You had a pretty bad accident on tour just before Stay What You Are was released. Was there ever a question as to if the band would continue after it?
There was definitely never a point where we thought, “We’ve got to pack it in and go home.” We just stayed in La Crosse, Wisconsin for a week getting better. We were all broken up. Meanwhile, we were in talks with Vagrant and they – as a grand gesture – drove a van out to Wisconsin to meet us and help us get all the way out to Seattle to meet back up with the H20 tour we were on at the time. They flew home and let us keep the van for the rest of the tour, and that definitely helped us make the choice to go with Vagrant because they really took good care of us through that experience.
But we only missed two shows on that tour. By the time we met up with everybody in Seattle, I was in a sling. Our guitar player, Daniel, was still behind in Wisconsin getting facial reconstruction surgery. He met us a few days later; we had our roadie, Steve Looker, play guitar for a few shows. We just made it through. There was nothing that was going to stop us.
Why did you save the self-titled record for your eighth release?
[laughs] I don’t know where these ideas come from, but when they come to me and I think they’re cool, I just go with it. It’s definitely springing somewhere from the unconscious; from my imagination somewhere. I just trust my feelings when I have some sort of intuition or a sense of where the music is going. If I feel good – if I feel excited – I just go for it.
Is the genre reliant on the fans that grew up on it or is it still attracting new fans?
Oh definitely. It’s alive and kicking. A lot of people bring their younger brothers and sisters. You see people bringing their 10-year-olds now. The music resonates. It was always true when I wrote it, no matter what age I was. So if you’re 17 and feeling the same way, it’s going to hit you in that same way. We’re really lucky to have continually interested audience, but also to have new people come along and be fascinated. Sometimes, we’ll joke onstage, “How many of you guys were born when this song was written?” [laughs] There’s a lot of young bands coming up, too, that are still doing this kind of music and doing it really well.

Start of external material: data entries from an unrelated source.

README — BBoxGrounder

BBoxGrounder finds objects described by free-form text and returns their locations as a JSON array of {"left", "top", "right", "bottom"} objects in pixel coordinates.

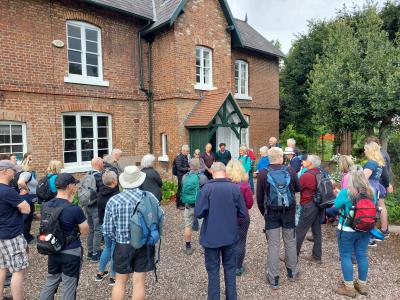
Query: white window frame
[
  {"left": 235, "top": 59, "right": 252, "bottom": 100},
  {"left": 158, "top": 132, "right": 169, "bottom": 161},
  {"left": 0, "top": 121, "right": 28, "bottom": 162},
  {"left": 64, "top": 21, "right": 110, "bottom": 86},
  {"left": 61, "top": 112, "right": 112, "bottom": 173},
  {"left": 194, "top": 46, "right": 216, "bottom": 91}
]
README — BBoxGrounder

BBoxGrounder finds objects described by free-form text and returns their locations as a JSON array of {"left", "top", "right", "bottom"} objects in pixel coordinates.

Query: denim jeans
[
  {"left": 85, "top": 205, "right": 102, "bottom": 255},
  {"left": 99, "top": 235, "right": 115, "bottom": 278},
  {"left": 336, "top": 230, "right": 369, "bottom": 281},
  {"left": 204, "top": 243, "right": 237, "bottom": 300}
]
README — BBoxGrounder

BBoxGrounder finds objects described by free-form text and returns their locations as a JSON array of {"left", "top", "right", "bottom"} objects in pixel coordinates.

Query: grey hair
[
  {"left": 140, "top": 154, "right": 156, "bottom": 168},
  {"left": 268, "top": 147, "right": 283, "bottom": 163},
  {"left": 211, "top": 161, "right": 226, "bottom": 172},
  {"left": 307, "top": 154, "right": 321, "bottom": 168},
  {"left": 101, "top": 171, "right": 118, "bottom": 186},
  {"left": 103, "top": 155, "right": 114, "bottom": 164}
]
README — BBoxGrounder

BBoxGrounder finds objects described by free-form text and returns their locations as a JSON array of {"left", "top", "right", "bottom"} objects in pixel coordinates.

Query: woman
[
  {"left": 192, "top": 149, "right": 206, "bottom": 174},
  {"left": 226, "top": 159, "right": 253, "bottom": 276},
  {"left": 364, "top": 142, "right": 389, "bottom": 239},
  {"left": 18, "top": 152, "right": 38, "bottom": 244},
  {"left": 140, "top": 154, "right": 162, "bottom": 201},
  {"left": 334, "top": 167, "right": 377, "bottom": 297}
]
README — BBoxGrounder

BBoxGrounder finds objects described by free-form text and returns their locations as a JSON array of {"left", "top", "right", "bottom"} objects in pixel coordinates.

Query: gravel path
[{"left": 7, "top": 205, "right": 400, "bottom": 300}]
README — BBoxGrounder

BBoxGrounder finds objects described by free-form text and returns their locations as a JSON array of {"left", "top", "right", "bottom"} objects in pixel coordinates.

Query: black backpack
[
  {"left": 307, "top": 171, "right": 336, "bottom": 209},
  {"left": 37, "top": 202, "right": 79, "bottom": 255},
  {"left": 36, "top": 174, "right": 57, "bottom": 202}
]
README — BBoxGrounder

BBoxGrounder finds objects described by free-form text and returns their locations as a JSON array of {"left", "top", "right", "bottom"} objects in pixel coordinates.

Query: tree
[{"left": 307, "top": 5, "right": 400, "bottom": 149}]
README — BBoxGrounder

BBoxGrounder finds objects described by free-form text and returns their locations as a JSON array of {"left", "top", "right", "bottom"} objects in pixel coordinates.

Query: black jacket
[
  {"left": 140, "top": 168, "right": 162, "bottom": 201},
  {"left": 175, "top": 153, "right": 189, "bottom": 176},
  {"left": 97, "top": 185, "right": 119, "bottom": 225}
]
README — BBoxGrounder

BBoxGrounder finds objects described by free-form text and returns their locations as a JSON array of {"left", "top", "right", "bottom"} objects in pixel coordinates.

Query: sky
[{"left": 228, "top": 0, "right": 385, "bottom": 54}]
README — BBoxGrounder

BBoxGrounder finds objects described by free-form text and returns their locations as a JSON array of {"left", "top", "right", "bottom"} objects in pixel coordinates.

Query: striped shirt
[{"left": 103, "top": 188, "right": 143, "bottom": 244}]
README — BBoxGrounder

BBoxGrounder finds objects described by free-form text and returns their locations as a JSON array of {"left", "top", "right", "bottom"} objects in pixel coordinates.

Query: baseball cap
[
  {"left": 55, "top": 173, "right": 79, "bottom": 189},
  {"left": 0, "top": 159, "right": 18, "bottom": 172}
]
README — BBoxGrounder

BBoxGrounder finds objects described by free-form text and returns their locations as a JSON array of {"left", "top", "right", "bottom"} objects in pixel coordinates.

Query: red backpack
[{"left": 346, "top": 193, "right": 378, "bottom": 232}]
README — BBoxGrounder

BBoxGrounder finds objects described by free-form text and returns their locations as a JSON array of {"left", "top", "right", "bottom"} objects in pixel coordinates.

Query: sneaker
[
  {"left": 108, "top": 277, "right": 115, "bottom": 286},
  {"left": 94, "top": 271, "right": 108, "bottom": 282},
  {"left": 333, "top": 284, "right": 357, "bottom": 298},
  {"left": 354, "top": 281, "right": 368, "bottom": 296}
]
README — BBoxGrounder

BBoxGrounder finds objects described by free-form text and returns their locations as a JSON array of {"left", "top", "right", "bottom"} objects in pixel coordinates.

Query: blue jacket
[{"left": 194, "top": 178, "right": 246, "bottom": 248}]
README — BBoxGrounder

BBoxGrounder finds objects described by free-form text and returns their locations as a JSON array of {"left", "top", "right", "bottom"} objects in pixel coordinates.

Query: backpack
[
  {"left": 181, "top": 173, "right": 200, "bottom": 204},
  {"left": 37, "top": 202, "right": 79, "bottom": 255},
  {"left": 307, "top": 171, "right": 336, "bottom": 209},
  {"left": 9, "top": 171, "right": 32, "bottom": 194},
  {"left": 267, "top": 166, "right": 296, "bottom": 209},
  {"left": 77, "top": 172, "right": 98, "bottom": 207},
  {"left": 345, "top": 193, "right": 378, "bottom": 232},
  {"left": 36, "top": 174, "right": 57, "bottom": 202}
]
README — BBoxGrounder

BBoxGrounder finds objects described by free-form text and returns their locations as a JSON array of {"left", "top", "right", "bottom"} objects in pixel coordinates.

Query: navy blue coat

Who are some of those younger bands that move you and inspire you today?
Balance and Composure is great. I think they’re going to be around a little while longer. Our drummer, Dennis, is going to be playing with them. I really love Joyce Manor. I think they’re totally awesome. Turnstile.
Saves the Day comes to Saturn on Friday, May 8. Doors open at 7 p.m. and the show begins at 8 p.m. Remo Drive and Mighty are also on the bill. Tickets are $18.50 in advance and $23 at the door.